Callaway pointed out the irony in Scorsese moving away from the priesthood, but embracing a vocation that tells stories saturated with spirituality and theology that, again and again, shaped so many pastors and theologians’ work. He pointed out the outsiders in many of his stories looking for communion. Scorsese added, “The reality of making films like that in Hollywood makes you an outsider.” This is something that Fujimura echoed, regarding Scorsese’s work as a gift for “those of us who strive to be spiritually and artistically pure…not motivated by money or culture.” Fujimura admitted to being struck by Scorsese’s “heart for this journey.”Speaking of the determination to complete this particular journey, Fujimura and Callaway both commented on the way in which Scorsese labored over the final 20 minutes of the film. Callaway added and asked, “It’s the realization that the most faithful and obedient act is to apostasize. Talk about filming that hinge moment of apostasy.”

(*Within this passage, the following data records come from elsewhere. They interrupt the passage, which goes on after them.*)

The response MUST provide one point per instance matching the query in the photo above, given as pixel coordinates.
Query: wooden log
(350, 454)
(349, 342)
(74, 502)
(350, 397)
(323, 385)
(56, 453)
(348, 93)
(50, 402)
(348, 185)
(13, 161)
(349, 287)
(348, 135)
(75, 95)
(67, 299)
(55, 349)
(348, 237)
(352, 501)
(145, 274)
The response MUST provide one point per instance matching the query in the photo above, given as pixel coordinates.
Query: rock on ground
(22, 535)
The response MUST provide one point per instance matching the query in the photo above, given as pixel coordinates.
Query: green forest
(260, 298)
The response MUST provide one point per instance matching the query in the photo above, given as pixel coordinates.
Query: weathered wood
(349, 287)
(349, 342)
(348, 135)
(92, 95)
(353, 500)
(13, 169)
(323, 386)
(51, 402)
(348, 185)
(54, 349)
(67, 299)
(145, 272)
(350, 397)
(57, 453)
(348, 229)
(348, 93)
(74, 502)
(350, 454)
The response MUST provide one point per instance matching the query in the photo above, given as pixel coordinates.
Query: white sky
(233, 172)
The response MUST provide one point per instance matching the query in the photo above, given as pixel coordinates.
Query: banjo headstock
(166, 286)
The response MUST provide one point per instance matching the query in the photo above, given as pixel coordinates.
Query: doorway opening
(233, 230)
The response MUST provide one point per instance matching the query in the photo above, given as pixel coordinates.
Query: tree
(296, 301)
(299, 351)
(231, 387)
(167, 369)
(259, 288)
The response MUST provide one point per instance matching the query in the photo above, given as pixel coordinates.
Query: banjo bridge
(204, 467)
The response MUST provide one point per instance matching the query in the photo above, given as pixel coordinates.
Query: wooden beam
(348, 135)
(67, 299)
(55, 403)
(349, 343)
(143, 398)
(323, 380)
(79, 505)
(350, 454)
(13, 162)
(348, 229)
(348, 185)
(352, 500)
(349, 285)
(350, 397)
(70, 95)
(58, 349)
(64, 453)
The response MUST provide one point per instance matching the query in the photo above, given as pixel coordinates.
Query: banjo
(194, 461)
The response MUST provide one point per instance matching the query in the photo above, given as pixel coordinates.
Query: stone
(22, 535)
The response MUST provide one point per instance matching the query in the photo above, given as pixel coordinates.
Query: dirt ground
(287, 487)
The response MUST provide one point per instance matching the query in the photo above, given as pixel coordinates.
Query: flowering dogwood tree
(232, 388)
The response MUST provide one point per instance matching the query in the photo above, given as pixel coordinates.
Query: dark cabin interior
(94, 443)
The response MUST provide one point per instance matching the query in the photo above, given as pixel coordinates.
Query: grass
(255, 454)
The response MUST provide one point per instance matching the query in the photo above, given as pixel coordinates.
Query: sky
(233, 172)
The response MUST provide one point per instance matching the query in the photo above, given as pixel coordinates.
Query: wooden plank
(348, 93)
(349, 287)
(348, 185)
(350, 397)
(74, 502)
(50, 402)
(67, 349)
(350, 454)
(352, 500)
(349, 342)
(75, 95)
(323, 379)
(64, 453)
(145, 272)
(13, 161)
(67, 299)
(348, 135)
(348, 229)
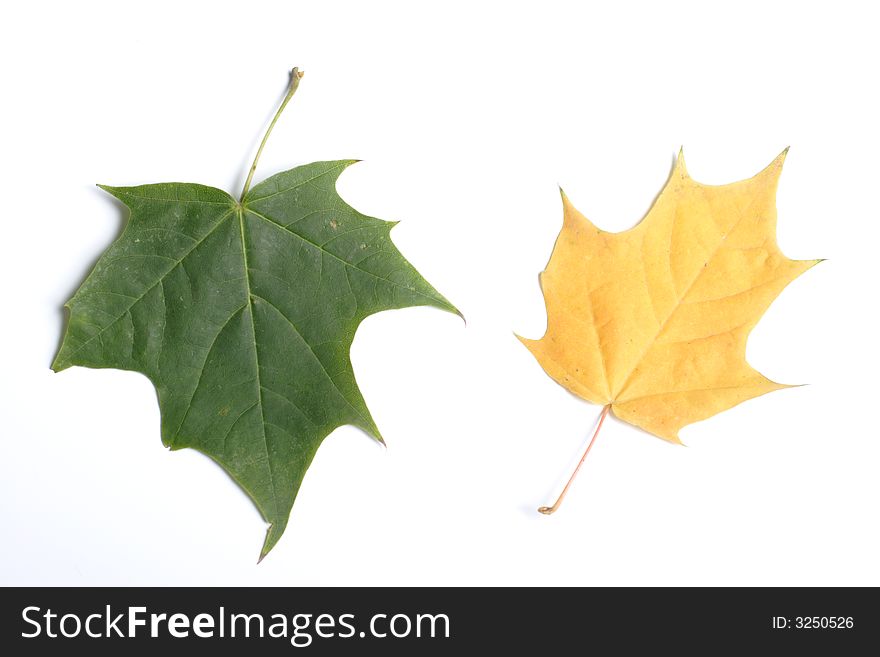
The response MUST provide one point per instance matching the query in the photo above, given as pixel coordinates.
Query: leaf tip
(680, 167)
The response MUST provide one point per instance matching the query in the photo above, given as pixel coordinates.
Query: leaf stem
(547, 510)
(295, 77)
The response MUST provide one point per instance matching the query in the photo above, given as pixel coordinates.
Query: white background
(467, 115)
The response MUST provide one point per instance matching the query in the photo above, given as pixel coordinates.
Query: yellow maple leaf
(652, 322)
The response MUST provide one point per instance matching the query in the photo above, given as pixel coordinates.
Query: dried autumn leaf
(242, 312)
(653, 321)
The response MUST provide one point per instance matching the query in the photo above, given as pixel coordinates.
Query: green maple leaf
(242, 314)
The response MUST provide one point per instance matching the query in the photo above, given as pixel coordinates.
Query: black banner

That’s a good question. How do I do the voice of Jesus? I tried to react against the grand scale. The idea of Christianity in cinema needed to be reinvented to make it accessible to a younger generation. But, ultimately, I had to ask myself if I really understand that apostasy and what it means. By the end of The Departed, I felt we were at a moral ground zero. And then I go shoot a concert with The Rolling Stones. Now, where do I go to find the meaning of life? For me, that is still Christianity and it’s the saving grace of our world and species.
Callaway referred to the times in which we live as “post-trauma,” because theologians and pastors are forced to respond to horrific traumas on a seemingly daily basis. He referenced Scorsese’s desire to interrogate the ambiguities of faith (and life) while being rooted in Christian faith and asked the director for one piece of wisdom for doing that.
It’s in the films–no doubt. In Raging Bull, he repeats the line from On the Waterfront monologue and forgives himself. Maybe that’s where we have to begin…is to forgive ourselves. Weathering all the problems of Christianity and the accompanying political and religious negativity, so that we protect the kernel of faith in ourselves. Having it tested constantly, we find the truth of it, which is in the behavior of our daily lives. For example, people can be upset about the portrayal of the Japanese in the film, but they were oppressed, in a way, by the missionaries’ truth that negated their cultural truth. Colonialism is still tied to Christianity. That wound still hasn’t healed. But isn’t that healing also found in our behavior? I know it sounds small, but it’s not easy. Without that, there won’t be any species.
Silence (161 mins) is rated R for violence and is in theaters everywhere this Friday, January 13th. It’s a must-see film for all people of faith.